On the contrary, some of my friends’ parents were doctors or architects, who had chosen each other out of conscious love when they were students in Paris or met at a charity event and one spilled caviar hors d’oeuvre over the other.  

Having heard stories like that from friends when we were all in elementary school I must have felt pressured to come up with a romantic story for my parents.

When you are a child it’s hard to embrace your identity and feel proud of your parents for what they have accomplished in their rough lives. Instead, let’s be honest, most kids are embarrassed for whatever reason when it comes to their parents.

I was, back then and so I made up this story:

 

It was a nice day at a lively park somewhere in Turkey in the mid 70s. My dad was sitting on a bench reading a communist book. My mom approached the bench and was about to sit down when my father suddenly reached out with a startled sound trying to stop her.

It was too late. My mom had already turned around and set down on a gum someone had spat out there. My dad tried to explain to her what just happened and though she was shocked about probably having ruined her new skirt, she found it cute how clumsy and shy my dad was when he offered her his help. They chatted for a good while and promised each other to meet again at the same place the next day. And so they did …

I have to say, I am impressed by how smart I was in that age not to have added any glamor to the story or chose a fancier location like Rome or even Istanbul because nobody would have believed it.

 

I believed it though! For quite a long time I truly believed that that was the story of how my parents met. I don’t even know the truth.

I’m sure I asked my mom or my dad and I’m positive they told me something. I suspect though that I wasn’t impressed by it or that I didn’t like it and therefore created scenarios in my head.

How often have I done that in my life, I wonder? And what does that say about me?

That I’m a dreamer, a lunatic with a vivid mind, who needs help?

 

Then again, I don’t mind having a vivid imagination and making up stories. In fact, it’s what makes me me. I’m quite a visual person and if my brain could control a camera, lights, an orchestra and actors/actresses at the same time, I would produce a short video at least five times a day and present it to you like a gacha, a toy that comes out of a vending machine, with a flourish of trumpets.

 

I just wished that I could remember an event in the past without creating additional sub stories at the same time, just so I know what really went on in my life.

Do you know what I mean? I’ll never find out what I have deleted in my mind and have replaced it with.

 

I’ve started to question a lot of my memories:

Was “Sleeping Beauty” really the first movie I watched in the cinema?

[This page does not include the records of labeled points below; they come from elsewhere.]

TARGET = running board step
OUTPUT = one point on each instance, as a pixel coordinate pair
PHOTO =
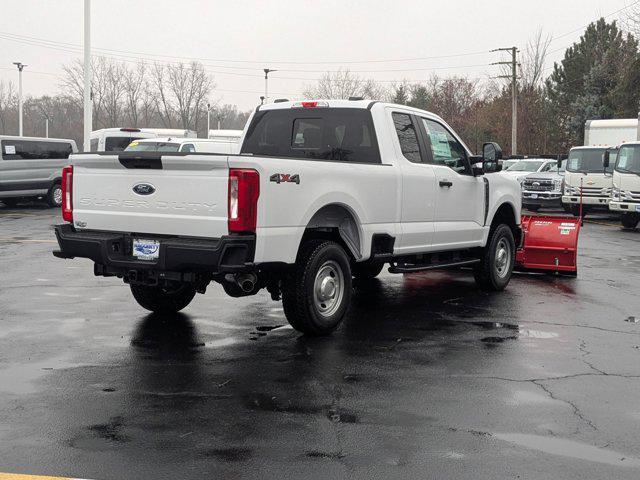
(409, 268)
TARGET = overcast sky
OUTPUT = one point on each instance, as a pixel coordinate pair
(236, 39)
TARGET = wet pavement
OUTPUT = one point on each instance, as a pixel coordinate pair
(427, 378)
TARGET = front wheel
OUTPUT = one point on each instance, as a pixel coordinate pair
(498, 259)
(317, 293)
(629, 221)
(164, 298)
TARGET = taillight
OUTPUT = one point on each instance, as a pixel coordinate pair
(67, 193)
(244, 190)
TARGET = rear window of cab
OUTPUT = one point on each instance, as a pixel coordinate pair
(338, 134)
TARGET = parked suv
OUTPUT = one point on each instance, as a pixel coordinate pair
(544, 189)
(32, 167)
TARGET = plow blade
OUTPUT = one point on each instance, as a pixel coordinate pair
(550, 244)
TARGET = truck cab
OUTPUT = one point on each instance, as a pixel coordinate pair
(625, 193)
(320, 193)
(586, 180)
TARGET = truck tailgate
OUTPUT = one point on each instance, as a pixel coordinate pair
(182, 195)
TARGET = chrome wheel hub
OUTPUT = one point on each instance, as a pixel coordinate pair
(503, 258)
(328, 288)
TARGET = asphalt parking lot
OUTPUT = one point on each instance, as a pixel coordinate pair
(427, 378)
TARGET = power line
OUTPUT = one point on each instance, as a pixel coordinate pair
(68, 46)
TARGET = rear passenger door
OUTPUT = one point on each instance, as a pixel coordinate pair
(459, 197)
(418, 186)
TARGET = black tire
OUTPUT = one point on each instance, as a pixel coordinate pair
(629, 221)
(488, 274)
(302, 301)
(9, 202)
(163, 299)
(54, 196)
(366, 270)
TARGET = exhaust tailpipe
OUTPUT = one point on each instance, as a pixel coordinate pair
(246, 281)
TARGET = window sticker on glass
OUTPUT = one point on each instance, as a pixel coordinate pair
(440, 144)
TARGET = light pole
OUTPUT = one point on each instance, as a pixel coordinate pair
(20, 67)
(267, 71)
(208, 118)
(88, 114)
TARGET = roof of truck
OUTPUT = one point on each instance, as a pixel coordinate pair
(359, 103)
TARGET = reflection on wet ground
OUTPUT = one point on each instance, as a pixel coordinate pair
(428, 377)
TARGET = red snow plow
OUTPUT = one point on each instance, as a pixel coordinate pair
(549, 244)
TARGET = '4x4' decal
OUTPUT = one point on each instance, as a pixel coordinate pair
(285, 178)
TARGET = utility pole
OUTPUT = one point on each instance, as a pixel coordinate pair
(267, 71)
(20, 67)
(514, 93)
(88, 114)
(208, 118)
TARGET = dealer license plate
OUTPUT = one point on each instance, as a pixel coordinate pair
(146, 249)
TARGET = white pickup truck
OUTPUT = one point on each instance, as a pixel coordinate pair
(321, 192)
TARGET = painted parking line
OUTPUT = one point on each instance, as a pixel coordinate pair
(16, 476)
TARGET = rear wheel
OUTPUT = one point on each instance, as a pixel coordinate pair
(496, 265)
(317, 294)
(366, 270)
(629, 220)
(164, 298)
(54, 196)
(9, 202)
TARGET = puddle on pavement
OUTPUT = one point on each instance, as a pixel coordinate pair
(229, 454)
(569, 448)
(521, 397)
(327, 455)
(20, 378)
(101, 437)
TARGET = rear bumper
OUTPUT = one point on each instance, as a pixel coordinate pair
(624, 207)
(111, 251)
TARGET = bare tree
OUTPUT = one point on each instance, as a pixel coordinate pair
(182, 90)
(135, 90)
(343, 84)
(8, 100)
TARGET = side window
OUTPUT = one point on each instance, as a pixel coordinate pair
(407, 136)
(445, 149)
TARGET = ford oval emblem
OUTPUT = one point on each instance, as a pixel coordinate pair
(144, 188)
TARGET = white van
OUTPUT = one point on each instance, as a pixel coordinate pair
(586, 179)
(116, 139)
(226, 135)
(189, 145)
(625, 193)
(32, 167)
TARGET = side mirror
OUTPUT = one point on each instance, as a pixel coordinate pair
(491, 152)
(491, 156)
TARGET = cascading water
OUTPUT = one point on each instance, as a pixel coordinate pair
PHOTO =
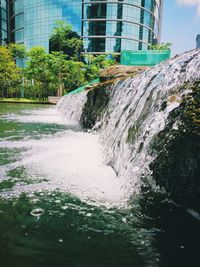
(135, 114)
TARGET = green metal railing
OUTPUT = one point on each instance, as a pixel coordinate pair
(83, 88)
(144, 58)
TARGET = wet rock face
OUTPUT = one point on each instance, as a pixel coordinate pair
(176, 167)
(98, 96)
(97, 101)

Have I really stood in our door way with other kids from the neighborhood and said to St. Nikolaus, who was about to give us presents “Are you not Daniel, my aunt’s boss?” and then looked at my mom and the other kids who gazed at me in disbelief?

 Did my grandma really tell me Turkish fairy tales when she tucked me into bed? Did she tuck me into bed? 

 

I really don’t know for sure.

It’s funny though that on the other hand I can recall very clearly how something felt, smelled, or sounded:

 I can still smell the burned plastic of the bottom of our home phone that the naughty son of one of our family friends put on the stove to see what happens to the phone when you turn the stove on. 

When I put on sun lotion it always takes me back to a beach holiday in Turkey we once had and I can still remember how it felt to have warm sand between my toes.

I can also still feel how the floor was shaking and trembling when my aunt ran up to my cousin who started screaming and hitting because a relative had just told her that she won’t be able to go to her father’s funeral in Turkey. I can still hear her painful scream in my ears.

I don't think I made that up. Just that bit is a true memory!